Taoiseach Enda Kenny condemns 'cynical and wanton violence' in Nice lorry attack
Taoiseach Enda Kenny has said the Nice terror attack was an assault on innocent people during an occasion of joy and celebration.
Irish consular staff in Dublin and Paris were manning phone lines for concerned citizens and relatives.
Mr Kenny expressed deepest sympathies and solidarity with French President Francois Hollande and all of France.
"French people have suffered appallingly and have again been the victim of cynical and wanton violence," the Taoiseach said.
"We cannot and will not yield to this malevolence."
Consular staff are monitoring the situation closely, the Government said, and staff are seeking to establish if any victims were Irish.
Foreign Affairs Minister Charlie Flanagan urged Irish tourists in Nice to exercise caution and follow instructions from local authorities.
"I deplore the loss of life, and offer heartfelt condolences to the people of France from the people of Ireland," he said.
"This attack on people as they celebrated Bastille Day with friends and family on a fine summer's evening is particularly horrendous, and my thoughts and sympathies are with the relatives of the dead and injured."
Irish citizens in Nice who need embassy assistance were advised to call 0033 1441 76700.
Concerned relatives in Ireland were asked to contact the Department of Foreign Affairs in Dublin on 00353 1 4082000.
Ireland's ambassador to France Geraldine Byrne Nason said consular staff took a relatively low number of calls overnight in Paris and Dublin.
The situation is being monitored on an early basis, she said, but French authorities have not released details of those caught up in the attacks.

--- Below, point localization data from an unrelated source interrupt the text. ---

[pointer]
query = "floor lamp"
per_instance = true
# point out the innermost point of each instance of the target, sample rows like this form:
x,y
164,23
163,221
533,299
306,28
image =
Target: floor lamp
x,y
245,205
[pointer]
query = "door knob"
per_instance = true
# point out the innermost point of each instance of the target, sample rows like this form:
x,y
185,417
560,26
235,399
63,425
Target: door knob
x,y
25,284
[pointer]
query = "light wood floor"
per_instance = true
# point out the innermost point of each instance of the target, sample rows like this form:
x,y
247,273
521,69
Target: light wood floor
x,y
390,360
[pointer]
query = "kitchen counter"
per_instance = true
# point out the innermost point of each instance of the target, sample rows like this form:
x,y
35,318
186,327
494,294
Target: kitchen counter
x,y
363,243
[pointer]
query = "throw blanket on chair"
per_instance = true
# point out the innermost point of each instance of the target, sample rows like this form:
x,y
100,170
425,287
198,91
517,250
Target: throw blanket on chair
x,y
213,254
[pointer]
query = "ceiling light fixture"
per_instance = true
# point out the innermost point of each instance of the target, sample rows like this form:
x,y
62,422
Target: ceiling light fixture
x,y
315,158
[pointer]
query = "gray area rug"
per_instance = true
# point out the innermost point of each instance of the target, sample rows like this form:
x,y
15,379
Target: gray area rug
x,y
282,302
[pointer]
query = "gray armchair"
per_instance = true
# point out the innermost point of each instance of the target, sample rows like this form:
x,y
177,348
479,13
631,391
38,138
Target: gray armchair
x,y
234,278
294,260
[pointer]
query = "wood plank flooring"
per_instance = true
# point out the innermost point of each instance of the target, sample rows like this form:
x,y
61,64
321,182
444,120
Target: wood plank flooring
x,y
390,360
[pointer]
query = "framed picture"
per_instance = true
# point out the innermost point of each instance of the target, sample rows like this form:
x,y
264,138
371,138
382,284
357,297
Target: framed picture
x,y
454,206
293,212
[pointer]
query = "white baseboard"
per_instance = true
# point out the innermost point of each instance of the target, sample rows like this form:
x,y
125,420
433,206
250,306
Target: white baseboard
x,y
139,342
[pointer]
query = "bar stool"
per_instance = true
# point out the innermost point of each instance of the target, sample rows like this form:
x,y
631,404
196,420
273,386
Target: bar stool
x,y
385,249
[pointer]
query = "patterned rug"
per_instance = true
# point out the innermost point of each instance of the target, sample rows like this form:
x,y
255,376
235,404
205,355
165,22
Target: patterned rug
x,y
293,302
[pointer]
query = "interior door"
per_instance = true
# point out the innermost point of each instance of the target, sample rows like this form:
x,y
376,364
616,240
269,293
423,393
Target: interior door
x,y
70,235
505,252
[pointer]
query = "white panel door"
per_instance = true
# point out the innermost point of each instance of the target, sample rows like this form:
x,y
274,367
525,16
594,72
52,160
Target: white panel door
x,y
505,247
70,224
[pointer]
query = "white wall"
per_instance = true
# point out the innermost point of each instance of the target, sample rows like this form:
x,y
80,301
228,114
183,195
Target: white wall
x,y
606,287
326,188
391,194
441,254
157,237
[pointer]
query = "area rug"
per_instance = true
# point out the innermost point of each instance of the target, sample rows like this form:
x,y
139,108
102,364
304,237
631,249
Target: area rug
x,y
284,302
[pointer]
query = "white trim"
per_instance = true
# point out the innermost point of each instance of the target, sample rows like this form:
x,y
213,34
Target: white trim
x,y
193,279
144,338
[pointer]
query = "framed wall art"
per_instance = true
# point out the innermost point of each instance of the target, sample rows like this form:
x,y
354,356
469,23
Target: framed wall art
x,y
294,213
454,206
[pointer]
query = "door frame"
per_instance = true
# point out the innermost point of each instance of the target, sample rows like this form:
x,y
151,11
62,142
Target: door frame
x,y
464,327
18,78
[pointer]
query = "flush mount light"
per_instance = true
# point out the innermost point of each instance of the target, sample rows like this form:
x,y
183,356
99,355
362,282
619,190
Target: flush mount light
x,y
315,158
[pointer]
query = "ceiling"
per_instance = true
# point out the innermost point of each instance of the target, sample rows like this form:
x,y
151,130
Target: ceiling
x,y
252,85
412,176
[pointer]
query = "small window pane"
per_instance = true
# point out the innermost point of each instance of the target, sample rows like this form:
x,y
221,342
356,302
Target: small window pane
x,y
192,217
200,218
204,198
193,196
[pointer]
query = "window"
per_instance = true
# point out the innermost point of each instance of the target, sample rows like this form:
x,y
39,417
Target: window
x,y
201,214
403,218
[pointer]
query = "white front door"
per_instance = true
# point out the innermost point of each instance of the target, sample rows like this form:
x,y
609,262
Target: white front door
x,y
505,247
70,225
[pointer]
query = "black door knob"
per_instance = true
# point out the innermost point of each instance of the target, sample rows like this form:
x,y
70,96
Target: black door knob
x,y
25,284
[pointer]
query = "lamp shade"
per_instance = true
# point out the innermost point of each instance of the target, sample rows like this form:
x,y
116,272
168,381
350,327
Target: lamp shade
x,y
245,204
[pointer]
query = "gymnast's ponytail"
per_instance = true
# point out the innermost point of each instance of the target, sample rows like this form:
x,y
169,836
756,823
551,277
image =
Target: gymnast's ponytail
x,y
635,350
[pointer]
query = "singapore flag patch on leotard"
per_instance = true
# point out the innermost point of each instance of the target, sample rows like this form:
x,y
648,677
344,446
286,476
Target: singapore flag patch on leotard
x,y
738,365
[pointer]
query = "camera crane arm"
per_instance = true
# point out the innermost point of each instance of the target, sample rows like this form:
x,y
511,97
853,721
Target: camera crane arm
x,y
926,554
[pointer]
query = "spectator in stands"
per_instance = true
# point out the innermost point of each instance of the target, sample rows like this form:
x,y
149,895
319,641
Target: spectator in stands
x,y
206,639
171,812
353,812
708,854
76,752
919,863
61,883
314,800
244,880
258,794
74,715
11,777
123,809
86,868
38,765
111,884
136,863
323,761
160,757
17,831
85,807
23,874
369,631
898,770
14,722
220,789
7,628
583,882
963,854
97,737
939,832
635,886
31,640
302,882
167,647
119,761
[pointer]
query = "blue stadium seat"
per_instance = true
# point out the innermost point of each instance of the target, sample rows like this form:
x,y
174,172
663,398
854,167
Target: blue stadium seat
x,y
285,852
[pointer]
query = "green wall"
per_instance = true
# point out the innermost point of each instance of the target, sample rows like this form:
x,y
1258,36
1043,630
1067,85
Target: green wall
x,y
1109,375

"In such a barbaric and unforeseen attack the information will be slow to come in terms of hard intelligence about those involved in the incident," she told RTE Radio.

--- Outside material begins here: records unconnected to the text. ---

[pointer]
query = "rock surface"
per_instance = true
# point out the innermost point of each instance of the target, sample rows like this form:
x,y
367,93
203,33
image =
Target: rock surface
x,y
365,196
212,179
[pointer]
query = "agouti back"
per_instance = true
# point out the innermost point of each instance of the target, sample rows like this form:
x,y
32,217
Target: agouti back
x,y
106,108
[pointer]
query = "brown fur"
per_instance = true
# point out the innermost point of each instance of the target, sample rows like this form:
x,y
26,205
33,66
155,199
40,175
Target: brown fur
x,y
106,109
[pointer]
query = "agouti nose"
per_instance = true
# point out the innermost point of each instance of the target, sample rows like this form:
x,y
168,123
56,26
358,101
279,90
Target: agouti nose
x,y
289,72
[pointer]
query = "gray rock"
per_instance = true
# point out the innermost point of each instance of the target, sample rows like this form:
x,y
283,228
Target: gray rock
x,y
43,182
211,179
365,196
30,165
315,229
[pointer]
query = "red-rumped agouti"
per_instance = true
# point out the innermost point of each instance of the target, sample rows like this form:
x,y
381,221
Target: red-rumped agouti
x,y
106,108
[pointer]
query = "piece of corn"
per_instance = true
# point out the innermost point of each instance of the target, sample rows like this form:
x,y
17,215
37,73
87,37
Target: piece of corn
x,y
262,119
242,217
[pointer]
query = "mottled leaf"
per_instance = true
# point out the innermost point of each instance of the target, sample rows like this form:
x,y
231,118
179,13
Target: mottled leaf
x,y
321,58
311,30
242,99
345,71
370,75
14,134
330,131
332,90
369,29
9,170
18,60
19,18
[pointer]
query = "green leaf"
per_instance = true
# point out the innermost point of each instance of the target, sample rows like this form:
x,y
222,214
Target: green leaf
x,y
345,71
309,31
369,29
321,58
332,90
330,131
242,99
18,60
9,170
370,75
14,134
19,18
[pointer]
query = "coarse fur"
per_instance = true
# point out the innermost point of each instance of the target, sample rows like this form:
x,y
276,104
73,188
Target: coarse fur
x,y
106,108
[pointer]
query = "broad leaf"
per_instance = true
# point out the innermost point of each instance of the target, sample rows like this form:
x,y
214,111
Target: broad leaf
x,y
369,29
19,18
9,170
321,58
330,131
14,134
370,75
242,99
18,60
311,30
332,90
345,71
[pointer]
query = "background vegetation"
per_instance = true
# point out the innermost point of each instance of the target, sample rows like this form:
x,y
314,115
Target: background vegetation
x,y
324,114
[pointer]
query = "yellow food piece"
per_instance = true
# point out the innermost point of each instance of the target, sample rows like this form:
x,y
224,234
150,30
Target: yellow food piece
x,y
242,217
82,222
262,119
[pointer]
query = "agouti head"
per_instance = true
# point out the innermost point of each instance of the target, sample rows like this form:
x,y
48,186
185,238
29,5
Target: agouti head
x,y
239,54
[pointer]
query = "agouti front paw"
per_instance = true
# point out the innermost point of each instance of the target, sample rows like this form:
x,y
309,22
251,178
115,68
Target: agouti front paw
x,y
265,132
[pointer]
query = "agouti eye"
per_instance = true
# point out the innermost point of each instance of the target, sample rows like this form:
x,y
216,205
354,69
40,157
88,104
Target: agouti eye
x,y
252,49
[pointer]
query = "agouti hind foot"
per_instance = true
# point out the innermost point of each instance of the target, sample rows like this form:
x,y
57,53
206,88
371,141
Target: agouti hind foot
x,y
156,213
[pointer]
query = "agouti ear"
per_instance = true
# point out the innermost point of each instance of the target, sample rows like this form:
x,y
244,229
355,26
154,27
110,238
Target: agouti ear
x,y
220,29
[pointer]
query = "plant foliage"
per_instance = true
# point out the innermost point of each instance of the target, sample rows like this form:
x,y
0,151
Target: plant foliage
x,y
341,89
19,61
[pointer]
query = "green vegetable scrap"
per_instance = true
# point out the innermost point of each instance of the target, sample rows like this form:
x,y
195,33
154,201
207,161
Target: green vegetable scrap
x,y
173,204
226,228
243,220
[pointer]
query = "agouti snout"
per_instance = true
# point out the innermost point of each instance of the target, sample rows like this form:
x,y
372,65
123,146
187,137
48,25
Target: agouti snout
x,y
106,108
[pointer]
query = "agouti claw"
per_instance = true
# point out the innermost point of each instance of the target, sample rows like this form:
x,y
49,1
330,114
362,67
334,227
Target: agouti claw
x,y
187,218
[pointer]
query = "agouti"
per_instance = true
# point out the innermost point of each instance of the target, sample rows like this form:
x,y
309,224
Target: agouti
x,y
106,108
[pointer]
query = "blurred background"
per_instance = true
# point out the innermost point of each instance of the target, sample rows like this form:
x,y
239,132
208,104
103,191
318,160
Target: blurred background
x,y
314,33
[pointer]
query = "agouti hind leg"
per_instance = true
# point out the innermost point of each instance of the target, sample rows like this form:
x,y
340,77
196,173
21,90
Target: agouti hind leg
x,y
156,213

Ms Byrne Nason said it is hard to find superlatives now to describe how vulnerable people are.
"Really I think we move beyond anything that we can reasonably articulate as behaviour we can understand. It is utterly barbaric," she said.
Catholic Primate of All Ireland Archbishop Eamon Martin asked for prayers for those killed and injured.
"The horrific scenes on the streets of Nice once more send shock waves into our homes and hearts. How helpless we all are when someone decides to deliberately and indiscriminately target human life," he said.
Micheal Martin, leader of the Fianna Fail party, called for solidarity with the people of France.
"My thoughts and prayers are with the families and friends of the people who were killed last night in Nice. It was a horrendous and callous attack on people's freedom as they celebrated Bastille Day," he said.
President Michael D Higgins spoke to French ambassador to Ireland Jean-Pierre Thebault and asked for messages of sympathy to be passed to President Hollande and the people of France.
"With its appalling loss of life, including children, it will be received with revulsion by all those who value democracy," Mr Higgins said.
"This cowardly attack in a public place on a national day of celebration must be condemned in the strongest terms. We must strengthen our resolve not to let such cold-blooded attacks undermine the way of life in our global community seeking to live in diversity and peace."